Just as I'm about to leave, the blond who was with the black guy comes up to me and asks if I'm interested in Mormonism, and I tell her *YES!!!!*   I'm a little disappointed there I only get one girl, but no sooner do I think that than another girl walks up to us.  "This is my... _assistant_." says the blond.

We're both standing, and she jumps up and straddles me.  She is very *dry*, and I only get the tip inside of her.  She begins bouncing, trying to force it in, but she's so dry, it's not working.  Every time she bears down on me, it hurts like hell, and I'm in danger of getting my penis bent.

She dismounts and walks out into the hall and begins to talk with *Kal-el* from Smallville.  He draws a star system and planet on the wall with his finger, and the blond asks him what that is.  "Just some planet, around some star..." he tells her nonchalantly.   "That's *Krypton*!" says the blond, and superman is very impressed someone else knows about it.  He's very close to being converted.

-I see a *pool of water* surrounded by equipment in an underground cavern.  Clear *crystals* break the surface of the water and grow downwards towards the bottom of the pool, until it looks like Superman's *crystal fortress.*

Once the crystals are fully formed, and *energy beam* shoots down from above and hits a man, who begins to *convulse* with his fists clenched.  Some sort of powerful *entity* is entering his body.

Just as the transfer is about to complete, Clarke Kent runs up and hits him with an uppercut, knocking the energy out of the guys body.  It flies out in a glowing ball.

A Mormon woman activates an *explosive device* in the cave to destroy any evidence of what they were up to, since their plan failed.  She runs out of the cave as the timer *counts down*.

-Clark Kent runs into the classroom, and tells us all we have to get out, because the explosion will destroy the class room.  *"You dick!"* I say to him, "Way to ruin a good thing!"

-I'm walking home from the school past Jason's house.  Clark Kent pulls up to a police car in a Jeep and has a brief chat with the sheriff about the explosion.  He then gives me a ride home in his jeep.

-I see a spooky landscape with twisted trees and shrubs.  The Mormons had allowed some guy to join them because he had bought this land.  I hear* awful screams* and *howls* from *strange beasts* in the distance, and then I hear the voice of a narrator like in some nature show.  He says this where the *Swastika Sasquatch* lives.

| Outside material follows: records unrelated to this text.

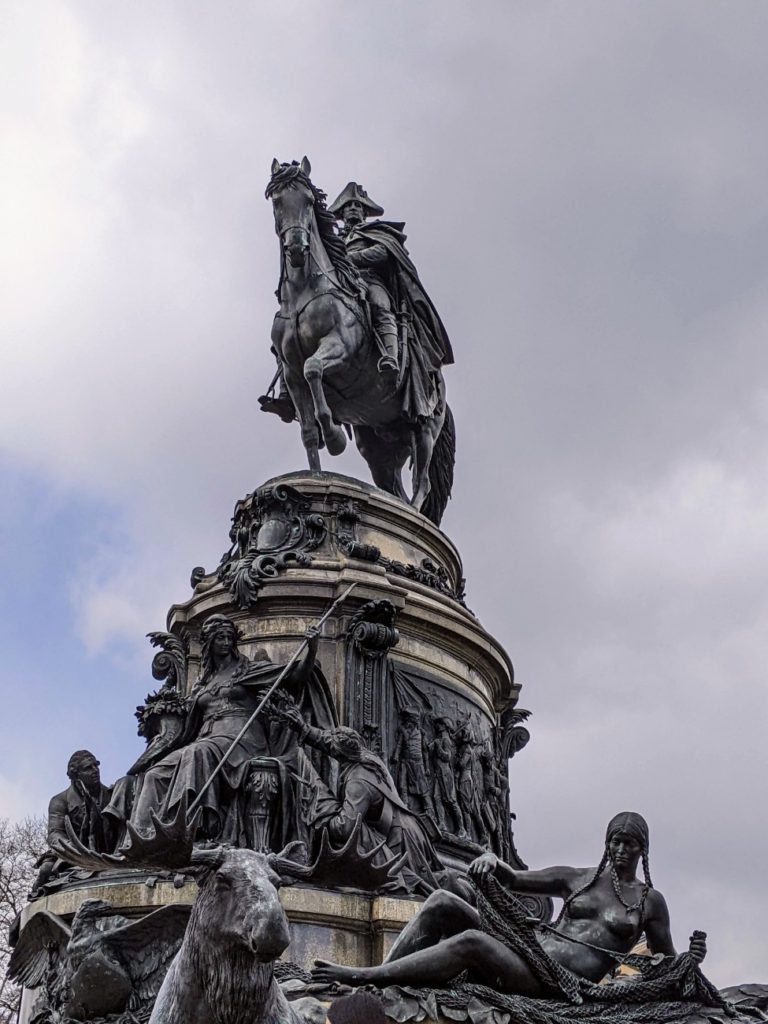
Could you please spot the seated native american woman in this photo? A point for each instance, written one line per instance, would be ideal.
(605, 910)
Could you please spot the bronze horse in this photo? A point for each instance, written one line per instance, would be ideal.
(325, 342)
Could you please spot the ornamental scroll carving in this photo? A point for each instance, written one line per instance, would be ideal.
(272, 528)
(372, 635)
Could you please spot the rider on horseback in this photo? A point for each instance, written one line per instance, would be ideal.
(372, 259)
(377, 250)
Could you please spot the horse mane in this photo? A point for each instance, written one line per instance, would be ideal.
(288, 176)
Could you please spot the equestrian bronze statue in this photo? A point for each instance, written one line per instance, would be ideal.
(357, 341)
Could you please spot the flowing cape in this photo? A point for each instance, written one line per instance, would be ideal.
(428, 346)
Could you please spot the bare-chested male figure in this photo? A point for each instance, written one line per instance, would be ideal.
(605, 908)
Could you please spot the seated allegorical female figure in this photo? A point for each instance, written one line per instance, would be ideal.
(230, 687)
(605, 910)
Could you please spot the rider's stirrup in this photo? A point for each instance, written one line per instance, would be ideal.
(282, 407)
(388, 368)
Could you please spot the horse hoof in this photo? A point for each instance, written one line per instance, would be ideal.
(336, 441)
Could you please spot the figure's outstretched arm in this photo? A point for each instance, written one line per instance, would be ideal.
(305, 733)
(560, 881)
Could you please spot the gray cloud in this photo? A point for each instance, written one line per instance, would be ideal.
(584, 186)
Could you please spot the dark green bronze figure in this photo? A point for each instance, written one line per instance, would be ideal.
(357, 340)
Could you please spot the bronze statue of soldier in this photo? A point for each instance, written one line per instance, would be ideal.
(86, 803)
(372, 259)
(410, 760)
(442, 750)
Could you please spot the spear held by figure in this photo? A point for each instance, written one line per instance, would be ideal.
(297, 653)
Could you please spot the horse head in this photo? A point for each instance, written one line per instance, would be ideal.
(293, 202)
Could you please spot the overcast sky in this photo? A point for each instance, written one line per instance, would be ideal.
(585, 188)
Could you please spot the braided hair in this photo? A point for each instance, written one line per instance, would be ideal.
(633, 824)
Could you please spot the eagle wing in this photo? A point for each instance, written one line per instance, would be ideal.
(145, 947)
(43, 942)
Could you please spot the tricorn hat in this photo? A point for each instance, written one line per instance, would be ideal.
(354, 193)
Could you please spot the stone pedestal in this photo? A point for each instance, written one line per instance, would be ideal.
(403, 643)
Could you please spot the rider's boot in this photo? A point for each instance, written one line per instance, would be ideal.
(388, 366)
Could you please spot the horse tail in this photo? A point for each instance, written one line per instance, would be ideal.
(441, 470)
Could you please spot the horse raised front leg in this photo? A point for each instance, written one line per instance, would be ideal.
(302, 399)
(331, 353)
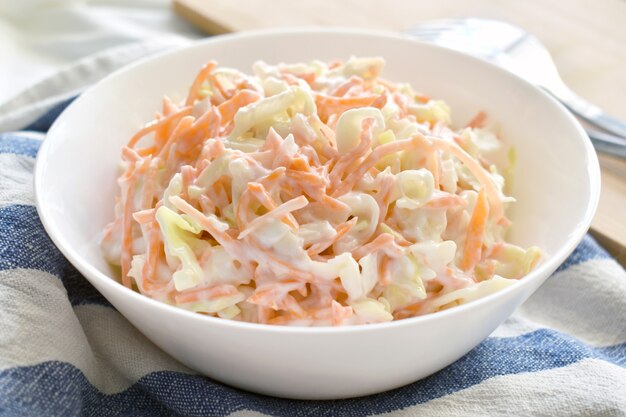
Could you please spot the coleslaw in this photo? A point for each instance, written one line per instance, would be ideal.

Then I see a sort of sasquatch looking thing huddled in front of a *fire*.  He actually looks more like a *cave man*.  A man walks up and begins to talk to it.  The sasquatch man looks like he's about to get violent, so the man pulls out some change from his pocket and hands it to the sasquatch man.

It's only a few nickels and pennies totaling 27 cents, but the man tells him it's 27 thousand dollars, and the dumb sasquatch believes him.  The sasquatch goes into his cave to stash his treasure.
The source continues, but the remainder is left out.